Michel de Grand Ry fonde sa maison d’édition en 1995 ; il y adjoint un département jeunesse en 2001. Les éditions Alice entendent « privilégier émotion, plaisir et épanouissement personnel de l’enfant, avec toute la force de l’imaginaire qui le fait grandir, intellectuellement et affectivement ». Parmi les titres qui ont contribué à son renom : Alice au pays du cancer, On va où quand on est mort ? de Martine Hennuy et Sophie Buysse, avec des illustrations de Lisbeth Renardy ; A qui sont ces culottes? d’Anne Crahay qui a également illustré Dans le bidon de maman de Florian Rudzinski, et De quelle couleur sera le bébé ? d’Adeline Ysac ; la série philosophique de Dominique Maes dont le héros « Tof » ressemble à s’y méprendre à son auteur.

Fin 2014, Mélanie Roland succède à Michel de Grand Ry. Tout en restant fidèle à la ligne éditoriale de la maison qui cherche « à donner des clefs à des enfants qui vivent des moments tristes ou compliqués » et à ses auteurs-illustrateurs, elle s’ouvre à de nouvelles formes graphiques prospectant sur le plan international et cherchant à valoriser de nouveaux talents. Parmi les habitués et fidèles de la maison, citons Charlotte Bellière et Jan de Haes, Philippe de Kemmeter, Maud Roegiers, Yaël Vent des Hove, Benoît Coppée, Isabelle Jossa, Montse Gisbert, et Virginie Pfeiffer dont Et l’Homme rit, La Bestiole, Le Bonheur d’Isidore ont été particulièrement remarqués.

 

A pas de loups

 

Le nom de la maison née en 2014 n’est pas innocent. Si Laurence Nobécourt, française installée à Bruxelles, a choisi le loup comme animal emblématique, c’est parce que « le loup rôde silencieusement, capable, par ailleurs de bondir, gronder, hurler », explique Aylin Manço, son assistante. Une quarantaine de titres appréciés par la critique ( « Coup de cœur L’as-tu lu mon p’tit loup-France Inter », Sélection « Prix Pitchou », « Coup de cœur de la Librairie francophone- France Inter », Sélection Le Monde des livres) sont parus jusqu’à présent dans un catalogue qui se construit lentement et sans faire de bruit. S’y retrouvent quelques stars de notre littérature de jeunesse comme Rascal, Carl Norac, Dominique Descamps, aux côtés de jeunes créatrices.
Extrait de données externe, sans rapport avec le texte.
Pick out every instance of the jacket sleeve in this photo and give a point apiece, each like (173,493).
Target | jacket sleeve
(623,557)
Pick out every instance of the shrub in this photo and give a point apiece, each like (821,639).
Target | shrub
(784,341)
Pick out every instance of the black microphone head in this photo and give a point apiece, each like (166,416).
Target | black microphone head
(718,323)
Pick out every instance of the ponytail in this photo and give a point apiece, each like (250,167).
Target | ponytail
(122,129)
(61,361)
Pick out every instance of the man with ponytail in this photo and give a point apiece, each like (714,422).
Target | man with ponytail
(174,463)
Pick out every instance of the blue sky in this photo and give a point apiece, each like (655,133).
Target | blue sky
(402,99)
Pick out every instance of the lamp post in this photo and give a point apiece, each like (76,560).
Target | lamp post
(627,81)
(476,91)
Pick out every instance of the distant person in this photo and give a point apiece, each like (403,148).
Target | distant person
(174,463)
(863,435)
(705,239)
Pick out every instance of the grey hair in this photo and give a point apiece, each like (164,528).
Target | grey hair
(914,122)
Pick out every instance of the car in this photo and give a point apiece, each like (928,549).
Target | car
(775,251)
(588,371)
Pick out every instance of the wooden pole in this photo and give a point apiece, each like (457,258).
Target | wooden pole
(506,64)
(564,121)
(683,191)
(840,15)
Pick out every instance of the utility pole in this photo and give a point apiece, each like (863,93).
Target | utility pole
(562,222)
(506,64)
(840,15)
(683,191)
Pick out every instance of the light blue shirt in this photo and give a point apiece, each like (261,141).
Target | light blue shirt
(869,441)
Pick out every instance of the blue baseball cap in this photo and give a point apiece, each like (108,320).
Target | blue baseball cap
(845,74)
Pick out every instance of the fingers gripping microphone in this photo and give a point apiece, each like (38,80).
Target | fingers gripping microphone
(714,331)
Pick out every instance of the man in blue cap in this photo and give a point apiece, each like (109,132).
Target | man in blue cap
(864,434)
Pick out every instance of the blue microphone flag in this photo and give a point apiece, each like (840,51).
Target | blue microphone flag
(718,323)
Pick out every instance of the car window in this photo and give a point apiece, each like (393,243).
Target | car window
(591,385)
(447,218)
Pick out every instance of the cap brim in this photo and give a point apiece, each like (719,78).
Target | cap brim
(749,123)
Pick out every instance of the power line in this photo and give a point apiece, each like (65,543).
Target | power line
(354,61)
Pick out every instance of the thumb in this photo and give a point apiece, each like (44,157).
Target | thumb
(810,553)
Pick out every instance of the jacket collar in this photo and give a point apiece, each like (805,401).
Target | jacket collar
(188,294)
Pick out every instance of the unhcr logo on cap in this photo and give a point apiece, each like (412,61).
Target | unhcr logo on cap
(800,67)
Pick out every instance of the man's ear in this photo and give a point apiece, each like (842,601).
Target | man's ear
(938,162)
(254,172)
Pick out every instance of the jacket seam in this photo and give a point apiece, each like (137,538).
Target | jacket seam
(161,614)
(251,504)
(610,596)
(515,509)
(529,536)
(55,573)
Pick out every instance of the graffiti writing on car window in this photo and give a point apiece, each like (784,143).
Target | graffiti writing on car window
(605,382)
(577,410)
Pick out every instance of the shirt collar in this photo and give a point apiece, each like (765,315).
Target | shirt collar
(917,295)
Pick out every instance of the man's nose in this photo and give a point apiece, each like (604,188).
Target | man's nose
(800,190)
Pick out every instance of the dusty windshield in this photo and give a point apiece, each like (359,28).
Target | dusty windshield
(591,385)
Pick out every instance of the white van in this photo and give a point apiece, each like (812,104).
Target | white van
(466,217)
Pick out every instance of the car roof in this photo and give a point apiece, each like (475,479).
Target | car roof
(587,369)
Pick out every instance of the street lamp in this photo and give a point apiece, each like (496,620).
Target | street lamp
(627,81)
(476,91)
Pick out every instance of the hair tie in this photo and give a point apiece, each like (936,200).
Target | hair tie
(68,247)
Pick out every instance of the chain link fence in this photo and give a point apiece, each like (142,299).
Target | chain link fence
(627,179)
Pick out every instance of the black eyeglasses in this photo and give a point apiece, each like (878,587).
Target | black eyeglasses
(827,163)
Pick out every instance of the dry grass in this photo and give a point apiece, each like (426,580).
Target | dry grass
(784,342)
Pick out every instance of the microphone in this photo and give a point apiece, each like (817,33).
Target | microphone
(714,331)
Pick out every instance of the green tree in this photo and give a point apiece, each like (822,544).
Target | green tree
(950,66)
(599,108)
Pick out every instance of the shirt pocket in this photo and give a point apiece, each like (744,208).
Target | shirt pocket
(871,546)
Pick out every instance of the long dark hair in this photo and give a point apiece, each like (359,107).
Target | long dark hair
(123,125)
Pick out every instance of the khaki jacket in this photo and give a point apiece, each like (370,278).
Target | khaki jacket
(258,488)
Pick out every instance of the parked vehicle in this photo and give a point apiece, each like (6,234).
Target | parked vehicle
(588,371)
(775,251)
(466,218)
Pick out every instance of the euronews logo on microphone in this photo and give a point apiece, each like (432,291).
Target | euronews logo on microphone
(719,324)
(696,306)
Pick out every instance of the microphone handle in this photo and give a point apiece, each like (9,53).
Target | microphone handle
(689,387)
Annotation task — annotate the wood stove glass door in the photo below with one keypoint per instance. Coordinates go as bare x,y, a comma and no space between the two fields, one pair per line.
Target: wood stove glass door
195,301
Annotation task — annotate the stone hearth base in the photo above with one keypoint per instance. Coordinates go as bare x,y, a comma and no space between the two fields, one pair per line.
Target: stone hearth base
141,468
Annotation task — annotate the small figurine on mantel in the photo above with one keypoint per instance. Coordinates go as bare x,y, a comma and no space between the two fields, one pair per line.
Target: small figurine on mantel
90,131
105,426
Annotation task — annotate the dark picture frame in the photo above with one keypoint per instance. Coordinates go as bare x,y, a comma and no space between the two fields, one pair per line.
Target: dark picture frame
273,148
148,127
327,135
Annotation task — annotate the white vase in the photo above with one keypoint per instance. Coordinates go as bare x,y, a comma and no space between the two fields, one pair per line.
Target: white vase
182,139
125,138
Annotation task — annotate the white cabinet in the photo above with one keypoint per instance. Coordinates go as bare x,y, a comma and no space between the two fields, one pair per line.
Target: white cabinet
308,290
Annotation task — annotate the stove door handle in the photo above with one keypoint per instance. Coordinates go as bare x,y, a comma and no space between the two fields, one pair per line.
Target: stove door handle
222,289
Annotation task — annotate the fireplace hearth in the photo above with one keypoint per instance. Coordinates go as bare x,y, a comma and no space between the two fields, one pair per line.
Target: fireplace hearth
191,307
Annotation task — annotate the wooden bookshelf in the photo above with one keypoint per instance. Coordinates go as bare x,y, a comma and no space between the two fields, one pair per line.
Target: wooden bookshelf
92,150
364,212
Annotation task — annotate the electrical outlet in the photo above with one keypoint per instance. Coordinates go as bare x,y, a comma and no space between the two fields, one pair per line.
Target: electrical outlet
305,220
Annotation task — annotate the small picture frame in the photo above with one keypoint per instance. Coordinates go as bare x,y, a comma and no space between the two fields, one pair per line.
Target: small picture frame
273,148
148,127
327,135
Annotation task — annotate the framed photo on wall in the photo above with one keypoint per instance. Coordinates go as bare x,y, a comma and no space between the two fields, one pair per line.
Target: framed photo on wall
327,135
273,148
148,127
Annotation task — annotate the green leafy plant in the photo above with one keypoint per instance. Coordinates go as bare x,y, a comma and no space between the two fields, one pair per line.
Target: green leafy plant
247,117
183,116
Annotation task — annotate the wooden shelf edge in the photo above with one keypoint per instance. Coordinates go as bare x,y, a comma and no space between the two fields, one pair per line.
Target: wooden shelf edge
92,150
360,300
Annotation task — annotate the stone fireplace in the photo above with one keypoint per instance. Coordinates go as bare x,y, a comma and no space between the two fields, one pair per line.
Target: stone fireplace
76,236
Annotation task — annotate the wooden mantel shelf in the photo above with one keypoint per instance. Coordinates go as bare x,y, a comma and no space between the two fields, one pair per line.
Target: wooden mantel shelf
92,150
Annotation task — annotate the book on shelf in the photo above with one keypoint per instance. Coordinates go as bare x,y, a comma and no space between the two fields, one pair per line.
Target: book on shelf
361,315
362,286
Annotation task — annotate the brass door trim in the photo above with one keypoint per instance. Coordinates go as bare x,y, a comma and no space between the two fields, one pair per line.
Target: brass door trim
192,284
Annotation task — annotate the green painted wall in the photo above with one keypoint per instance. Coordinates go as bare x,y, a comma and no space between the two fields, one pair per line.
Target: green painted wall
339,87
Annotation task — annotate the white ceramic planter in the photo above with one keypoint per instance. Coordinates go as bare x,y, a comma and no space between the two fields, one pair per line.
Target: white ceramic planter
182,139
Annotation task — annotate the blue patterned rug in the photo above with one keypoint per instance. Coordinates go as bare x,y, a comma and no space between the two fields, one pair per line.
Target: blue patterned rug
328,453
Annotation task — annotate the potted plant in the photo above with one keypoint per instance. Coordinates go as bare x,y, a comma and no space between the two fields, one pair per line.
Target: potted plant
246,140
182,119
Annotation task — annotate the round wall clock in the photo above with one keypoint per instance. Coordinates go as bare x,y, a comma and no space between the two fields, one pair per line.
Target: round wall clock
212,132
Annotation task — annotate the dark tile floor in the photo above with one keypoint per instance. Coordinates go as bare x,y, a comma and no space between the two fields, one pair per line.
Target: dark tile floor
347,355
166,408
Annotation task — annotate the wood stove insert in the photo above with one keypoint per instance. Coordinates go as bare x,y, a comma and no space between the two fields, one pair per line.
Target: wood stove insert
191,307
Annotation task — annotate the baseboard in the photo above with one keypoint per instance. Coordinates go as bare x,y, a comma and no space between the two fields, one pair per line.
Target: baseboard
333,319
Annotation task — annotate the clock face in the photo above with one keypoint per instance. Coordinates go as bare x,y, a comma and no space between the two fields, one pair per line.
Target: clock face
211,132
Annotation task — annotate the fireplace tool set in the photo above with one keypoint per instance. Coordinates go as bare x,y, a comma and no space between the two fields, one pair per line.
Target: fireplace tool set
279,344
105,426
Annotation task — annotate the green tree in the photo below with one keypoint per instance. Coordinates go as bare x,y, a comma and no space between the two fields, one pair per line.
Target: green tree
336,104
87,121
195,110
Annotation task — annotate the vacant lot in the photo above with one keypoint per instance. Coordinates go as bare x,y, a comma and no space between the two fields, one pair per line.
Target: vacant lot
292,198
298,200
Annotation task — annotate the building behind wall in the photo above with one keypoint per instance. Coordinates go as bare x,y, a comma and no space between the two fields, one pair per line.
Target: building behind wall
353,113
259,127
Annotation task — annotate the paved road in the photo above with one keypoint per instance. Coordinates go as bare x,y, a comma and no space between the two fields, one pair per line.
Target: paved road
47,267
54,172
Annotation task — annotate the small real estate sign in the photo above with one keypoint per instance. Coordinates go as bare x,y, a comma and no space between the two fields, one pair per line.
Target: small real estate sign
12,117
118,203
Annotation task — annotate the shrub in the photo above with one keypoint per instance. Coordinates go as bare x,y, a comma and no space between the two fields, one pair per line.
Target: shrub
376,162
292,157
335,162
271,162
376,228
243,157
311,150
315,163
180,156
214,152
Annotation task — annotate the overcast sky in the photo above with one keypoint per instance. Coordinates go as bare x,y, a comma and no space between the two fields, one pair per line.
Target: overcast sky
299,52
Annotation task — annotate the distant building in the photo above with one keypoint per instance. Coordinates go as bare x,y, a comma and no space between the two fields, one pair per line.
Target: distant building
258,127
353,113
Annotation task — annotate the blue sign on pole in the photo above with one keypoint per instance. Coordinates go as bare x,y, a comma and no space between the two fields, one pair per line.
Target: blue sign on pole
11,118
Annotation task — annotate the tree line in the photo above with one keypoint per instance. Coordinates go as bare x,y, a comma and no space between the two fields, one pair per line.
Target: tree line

Deux noms s’imposent : Françoise Rogier et Sophie Daxhelet. Françoise Rogier, amoureuse des contes qu’elle fréquente depuis son plus jeune âge, les transforme avec drôlerie. Inspiré par la comptine Une poule sur un mur, son dernier titre, Picoti… tous partis ? a été offert à tous les enfants entrés en maternelle depuis octobre 2017, dans le cadre d’une collaboration avec la Fédération Wallonie-Bruxelles. La distribution se poursuivra jusqu’en 2019.

Sophie Daxhelet, dont deux titres avaient été publiés chez MeMo, crée, entre autres, des livres passerelles qui mènent les enfants vers l’art moderne, du Douanier Rousseau à Jean Dubuffet.

 

Versant Sud

 

On doit à la rencontre d’Elisabeth Jongen et de Fanny Deschamps la création de collections jeunesse aux éditions Versant Sud. Les auteurs-illustrateurs sont pour la plupart aussi jeunes que le département jeunesse né en 2016. Plusieurs d’entre eux ont été formés à Bruxelles, soit sous la direction d’Anne Quévy, à l’Académie royale des Beaux-Arts, soit sous la direction de Pascal Lemaître, à La Cambre. Si certains, si certaines sont belges comme Noémie Favart dont L’épouvantable histoire de Valentine et ses 118 poux fut le premier titre publié par la maison, d’autres viennent de France ou d’ailleurs comme Yannik Nory, Valentine Laffite, Loïc Gaume… Jusqu’à présent, Versant Sud propose deux orientations, des albums qui font « tressaillir, frissonner, sursauter » dans la collection « les Pétoches » et des albums qui éclairent des pans de l’histoire de l’art, parmi lesquels un petit chef-d’œuvre de Kitty Crowther consacré au peintre hollandais né en Indonésie, Jan Toorop.

 

Kate’Art éditions

 

Il ne faudrait pas oublier en matière d’initiation artistique l’excellent travail mené depuis 2000 par Catherine de Duve qui propose dans sa collection « Happy Museum » des livres interactifs qui éveillent la sensibilité face à de grands peintres, des mouvements artistiques ou des thèmes transversaux.